Яаков помолчал, а затем продолжил, отвечая на вопрос, которого я не задавал ему ни вслух, ни в душе.
— Не нужно больших поводов для любви к женщине. Иногда достаточно одного-единственного слова, поворота головы, иногда одного движения губ, когда она говорит «девять» или «восемь». Вот смотри: на слове «девять» ее губы складываются вот так, наподобие поцелуя, на секунду приоткрывая рот, и вот уже она касается верхними зубами нижней губы для «в», а затем ее рот вновь слегка приоткрывается на «я».
Шейнфельд уставился на меня, желая убедиться, что я постиг смысл его слов.

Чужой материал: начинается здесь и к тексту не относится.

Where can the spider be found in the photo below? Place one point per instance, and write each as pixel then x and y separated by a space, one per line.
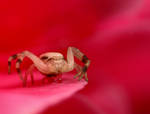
pixel 52 64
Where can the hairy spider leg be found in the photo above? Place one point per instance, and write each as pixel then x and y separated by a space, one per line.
pixel 38 63
pixel 82 57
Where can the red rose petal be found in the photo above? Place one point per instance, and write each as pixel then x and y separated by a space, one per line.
pixel 15 99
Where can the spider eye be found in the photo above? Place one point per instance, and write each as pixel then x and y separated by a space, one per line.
pixel 44 57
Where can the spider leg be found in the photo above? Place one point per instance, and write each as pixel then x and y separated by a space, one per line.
pixel 19 60
pixel 38 63
pixel 82 57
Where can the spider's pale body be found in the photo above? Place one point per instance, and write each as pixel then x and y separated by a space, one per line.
pixel 52 63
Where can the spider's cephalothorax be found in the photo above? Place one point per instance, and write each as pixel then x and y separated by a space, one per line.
pixel 52 64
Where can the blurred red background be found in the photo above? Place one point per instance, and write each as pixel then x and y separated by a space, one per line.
pixel 114 34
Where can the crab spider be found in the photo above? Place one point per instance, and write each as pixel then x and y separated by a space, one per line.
pixel 52 64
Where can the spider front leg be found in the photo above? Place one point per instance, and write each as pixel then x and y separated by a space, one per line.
pixel 72 51
pixel 38 63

— Чтобы понять эту штуковину, я просто-таки часами торчал перед зеркалом! Выговаривал цифру за цифрой, медленно-премедленно, и смотрел, как шевелятся губы… Однажды даже спросил ее: «Скажи-ка, Юдит, сколько это — четыре плюс пять», — только для того, чтобы увидеть это «девять» на ее губах. Она, конечно, подумала, что я сошел с ума. И чтобы ты знал, Зейде, иногда только одни брови могут удержать возле женщины мужчину до конца жизни. — Он плеснул себе еще немного коньяку, закупорил бутылку и возвратил ее в шкаф. — Ты сегодня больше не получишь. Это было толькo для того, чтобы ты сейчас попробовал, а потом иногда вспоминал. Я сохраню эту бутылку для тебя, Чтобы стояла тут и ждала вместе со мной нашего следующего ужина. Коньяку полезно постоять, а бокалы
Глава 7
Яаков вымыл оба бокала, бережно вытер и убедился в их абсолютной прозрачности, взглянув сквозь стекло на свет лампы.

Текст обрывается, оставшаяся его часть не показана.